Vielleicht weiß ich aber auch, was in der Schule auf sie zukommt: Mobbing, die Angst, nicht dazuzugehören, keinen Sitznachbarn beim Mittagessen zu haben, das Gefühl, ausgegrenzt zu werden, Hausaufgaben und Schulfächer, die sie einfach nicht verstehen. 

Wie kann ich sie also gestresst und ängstlich in die Schule schicken und gleichzeitig wissen, dass MEIN Verhalten nicht stimmt? Ich musste also zuerst an mir selbst arbeiten.

Die Vor-der-Schule-Regel für Eltern (die unseren Kindern alles bedeutet):

Die einzige Regel, die ich in unserem Haus vor der Schule einhalte, ist, dass ich mir unter allen Umständen auf die Zunge beiße und meine Mädchen nicht wegen irgendetwas tadle, bei dem es nicht um Leben und Tod geht. 

Ist es schwer, diese Regel einzuhalten? Ja! Vor allem, wenn sich die kleinen Ärgernisse am Morgen häufen und ich beim besten Willen nicht verstehen kann, warum meine Mädchen auf dem Weg nach draußen keine zwei passenden Schuhe finden. 

Halte ich diese Regel jeden Tag perfekt ein? Nein… denn ich bin auch nur ein Mensch. Aber ist es die zusätzliche Anstrengung wert, es an den meisten Tagen zu versuchen? Auf jeden Fall. 

Und glaube mir, dass ich meinen Mädchen keinen Freifahrtschein für Verhalten, Einstellungen oder Handlungen gebe, die bei uns nicht funktionieren. Normalerweise sage ich einfach: „Wir können heute Nachmittag darüber reden“, und dann spreche ich es auch noch am selben Tag an.

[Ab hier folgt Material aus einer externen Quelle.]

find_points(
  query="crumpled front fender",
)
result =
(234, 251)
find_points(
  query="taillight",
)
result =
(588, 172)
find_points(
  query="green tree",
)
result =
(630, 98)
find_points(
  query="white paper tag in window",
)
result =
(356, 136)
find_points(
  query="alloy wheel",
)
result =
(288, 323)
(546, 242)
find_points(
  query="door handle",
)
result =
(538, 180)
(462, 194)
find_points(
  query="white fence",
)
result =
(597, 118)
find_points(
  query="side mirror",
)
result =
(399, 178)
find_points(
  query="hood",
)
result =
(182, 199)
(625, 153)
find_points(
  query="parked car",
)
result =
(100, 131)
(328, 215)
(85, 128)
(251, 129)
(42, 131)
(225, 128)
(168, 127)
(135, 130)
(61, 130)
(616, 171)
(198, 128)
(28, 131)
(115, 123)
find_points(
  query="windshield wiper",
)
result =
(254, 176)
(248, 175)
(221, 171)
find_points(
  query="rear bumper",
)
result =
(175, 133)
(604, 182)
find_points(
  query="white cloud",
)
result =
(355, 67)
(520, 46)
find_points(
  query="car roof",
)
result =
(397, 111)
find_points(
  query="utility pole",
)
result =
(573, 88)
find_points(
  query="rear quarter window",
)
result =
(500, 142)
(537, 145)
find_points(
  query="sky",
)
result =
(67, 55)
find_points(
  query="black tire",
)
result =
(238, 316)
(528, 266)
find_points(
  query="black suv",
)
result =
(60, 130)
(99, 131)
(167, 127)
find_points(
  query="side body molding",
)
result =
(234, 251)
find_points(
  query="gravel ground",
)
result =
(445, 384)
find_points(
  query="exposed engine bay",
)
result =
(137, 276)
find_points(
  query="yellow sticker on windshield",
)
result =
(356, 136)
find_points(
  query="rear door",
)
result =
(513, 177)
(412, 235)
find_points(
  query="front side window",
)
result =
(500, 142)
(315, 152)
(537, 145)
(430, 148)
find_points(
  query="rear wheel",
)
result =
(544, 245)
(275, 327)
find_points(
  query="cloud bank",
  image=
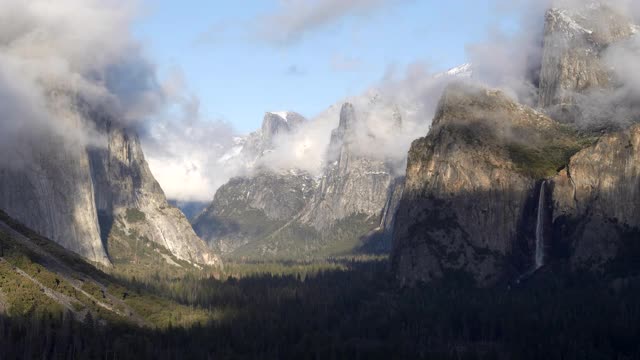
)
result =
(60, 60)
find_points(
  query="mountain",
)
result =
(84, 196)
(497, 190)
(596, 218)
(38, 276)
(292, 214)
(472, 184)
(576, 41)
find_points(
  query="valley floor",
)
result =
(350, 309)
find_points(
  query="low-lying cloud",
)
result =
(58, 59)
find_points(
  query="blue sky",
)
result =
(242, 58)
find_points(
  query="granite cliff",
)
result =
(77, 194)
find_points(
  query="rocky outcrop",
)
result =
(353, 184)
(291, 214)
(470, 185)
(246, 210)
(597, 201)
(572, 62)
(123, 181)
(274, 125)
(73, 193)
(53, 193)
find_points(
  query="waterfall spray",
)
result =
(539, 260)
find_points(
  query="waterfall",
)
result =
(540, 228)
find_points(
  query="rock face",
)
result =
(75, 193)
(123, 181)
(353, 184)
(469, 186)
(574, 43)
(53, 193)
(597, 200)
(246, 210)
(293, 215)
(274, 124)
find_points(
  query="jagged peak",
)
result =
(599, 21)
(463, 101)
(347, 116)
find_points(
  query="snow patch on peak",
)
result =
(464, 70)
(568, 18)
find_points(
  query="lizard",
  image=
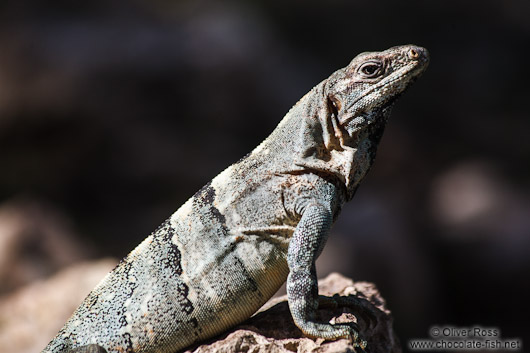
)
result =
(262, 221)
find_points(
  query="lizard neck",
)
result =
(309, 139)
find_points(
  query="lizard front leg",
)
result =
(302, 286)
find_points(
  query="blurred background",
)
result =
(112, 114)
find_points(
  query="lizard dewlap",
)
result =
(262, 221)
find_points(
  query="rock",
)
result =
(31, 316)
(272, 329)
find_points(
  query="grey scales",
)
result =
(260, 222)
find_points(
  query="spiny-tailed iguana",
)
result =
(263, 220)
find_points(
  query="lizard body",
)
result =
(261, 221)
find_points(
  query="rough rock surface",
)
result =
(273, 330)
(31, 316)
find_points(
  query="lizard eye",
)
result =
(371, 69)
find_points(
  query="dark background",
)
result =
(114, 113)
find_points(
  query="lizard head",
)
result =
(362, 93)
(345, 115)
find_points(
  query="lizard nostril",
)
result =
(414, 54)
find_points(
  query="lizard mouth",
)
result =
(385, 92)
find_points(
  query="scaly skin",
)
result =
(263, 220)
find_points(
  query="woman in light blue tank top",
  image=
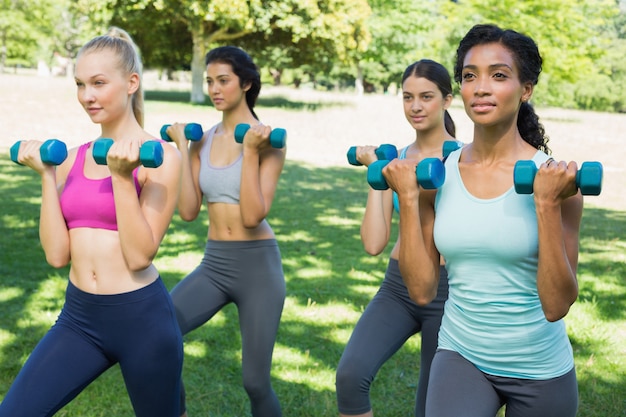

Zeit und Abstand machen kleine Dinge viel unwichtiger

Aber weißt du was?  Wenn diese 6 Stunden vergangen sind, wir nicht mehr auf einer Zeitachse sind und wir alle ein bisschen Abstand hatten, ist es viel einfacher, über diese dummen Dinge zu reden. Und es ist auch viel einfacher, einen tragfähigen Aktionsplan zu entwickeln, um diese Probleme zu lösen.

Und was vielleicht am wichtigsten ist: Die Zeit und der Abstand erinnern mich daran, dass das, worüber ich an diesem Morgen gestresst und verärgert war, eigentlich keine große Sache ist. 

Und dass diese Zeit in meinem Leben nur allzu schnell vorübergehen wird. Dass die Tage, an denen sie mich beim Aufwachen bei sich haben wollten, nur allzu bald von den Teenagerhormonen und dem biologischen Bedürfnis, sich von mir zu lösen, abgelöst werden. 

Woran werden sich deine Kinder wirklich erinnern?

Und mir ist klar, dass sich meine Kinder in zehn Jahren wahrscheinlich nicht mehr daran erinnern werden, wie sie mich verrückt gemacht haben, weil ich nicht verhindern konnte, dass ihre Leggings ihre Socken berührten (wahre Geschichte). 

Stattdessen werden sie sich daran erinnern, dass sie jedes Mal, wenn sie zur Schule gingen, ein Gefühl der Ruhe und des Friedens hatten und wussten, dass, egal wie schlecht der Tag auch verlaufen mag, der Morgen gut war und dass ich zu Hause auf sie warten würde.

Ich würde gerne hören, was du morgens tust, damit es für dich und deine Familie reibungsloser abläuft!